In der preiswertesten Variante ist die Mini-Bedienung auf der Zentralrechner-Platine integriert, so dass der Zentralrechner ohne (teures) Gehäuse direkt zusammen mit der Mini-Bedienung direkt unter den Deckel des Aquariums verbaut werden kann.

Die Mini-Bedienung kann optional auch über ein Netzwerk-Patchkabel mit einem Zentralrechner verbunden werden, wenn er nicht unter dem Aquaruim-Deckel verbaut werden soll.

Im einachsten Fall reicht ein vieradriges Patch-Kabel, bei dem lediglich die PINs 1, 2, 3 und 6 belegt sind:

Die Pinbelegung:
Pin Signal Kommentar
1 +5V Spannungsversorgung für LEDs und PCF8574
2 SDA I²C-Bus Daten
3 SCK I²C-Bus Takt
4 PWM 1 PWM-Signal für das EVG (optional)
5 INT I²C-Bus-Interrupt (optional)
6 GND Signal- und Versorgungs-Masse
7 +12V 12V für Mondlicht (optional)
8 PWM 2 PWM-Signal für Mondlicht (optional)

[Bearbeiten] Mondlicht (optional)

Auf der Rückseite der Mini-Bedienung ist optional eine LED ("High Power 1W Emitter") bestückbar. Wer nachts die Leuchtstofflampen ganz ausschalten möchte, kann dieses Mondlicht aktivieren.
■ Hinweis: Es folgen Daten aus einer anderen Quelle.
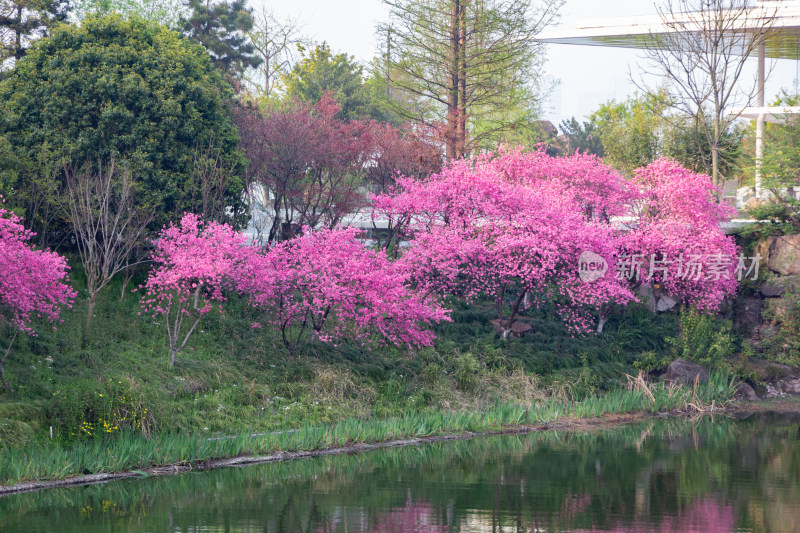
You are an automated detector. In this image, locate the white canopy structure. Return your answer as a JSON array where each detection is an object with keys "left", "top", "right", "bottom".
[{"left": 538, "top": 0, "right": 800, "bottom": 198}]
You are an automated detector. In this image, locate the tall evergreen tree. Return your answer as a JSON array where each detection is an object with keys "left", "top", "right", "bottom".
[
  {"left": 181, "top": 0, "right": 260, "bottom": 78},
  {"left": 0, "top": 0, "right": 70, "bottom": 65},
  {"left": 558, "top": 118, "right": 604, "bottom": 157},
  {"left": 378, "top": 0, "right": 561, "bottom": 160}
]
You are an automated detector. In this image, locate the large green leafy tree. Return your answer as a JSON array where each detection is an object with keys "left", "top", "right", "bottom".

Über einen PWM-Ausgang des Mikrokontrollers ist es ebenfalls dimmbar.

Wenn über PIN 7 (s.o.) 12 V eingespeist werden, kann auch eine 12V LED-Leiste angeschlossen werden.

[Bearbeiten] Menü-Bedienteil (optional)

Wem die spartanische Mini-Bedienung mit einer Taste und einwe LED oder drei Tasten und einer Dual-LED zu primitiv ist, kann auch ein entsprechnd teureres Bedienteil mit Display und einem Dreh-Drückgeber für eine Menü-Bedienung anschließen. Dazu stehen verschiedene Displays zur Auswahl:

Datei:Displays.png

Dieses Bedienteil kann entweder - wie die Mini-Bedienung (s.o.) - in den Kunststoff-Deckel des Aquariums eingebaut werden oder zusammen mit dem Zentralrechner in einem gemeinsamen Gehäuse untergebracht werden, so wie im µQuarium:

Über die bequeme Menü-Bedienung mit Softkeys und Dreh-Drück-Geber sind weitere Funktionen direkt am Gerät bequem bedienbar, ohne dass über USB ein Rechner angeschlossen werden muss. Darüber hinaus werden Temperatur und andere Werte im Klartext angezeigt.

Unter dem Display befinden sich vier frei belegbare "Softkeys" die am unteren Rand des Displays beschriftet sind. Im Bild sind das z.B.

  • Tageslicht
  • Mondlicht
  • Wasserpumpe
  • Luftpumpe

Dieser Hardware-Teil ist noch nicht detaillierter ausgeplant, → Diskussionen sind erwünscht.

[Bearbeiten] Temperaturalarm (optional)

Optional kann am Zentralrechner ein Piezo-Summer für einen Temperaturalarm angeschlossen werden.

[Bearbeiten] 230V Relaisbox (optional)

Über einen Port-Expander_PCF8574 und Halbleiterrelais (S202S02) können Heizungen, Pumpen, Licht usw. geshaltet werden. Durch die Relais und die 230V-Steckverbindungen kommt man bei drei schaltbaren Steckdosen auf etwa 25€. Wer also kein Licht schalten muss und z.B. nur ein EVG für Leuchtstofflampen steuern will und wer eine z.B. eine 12V Heizfolie statt eines 230V Aquarium-Heizers verwendet, kann diese Kosten sparen.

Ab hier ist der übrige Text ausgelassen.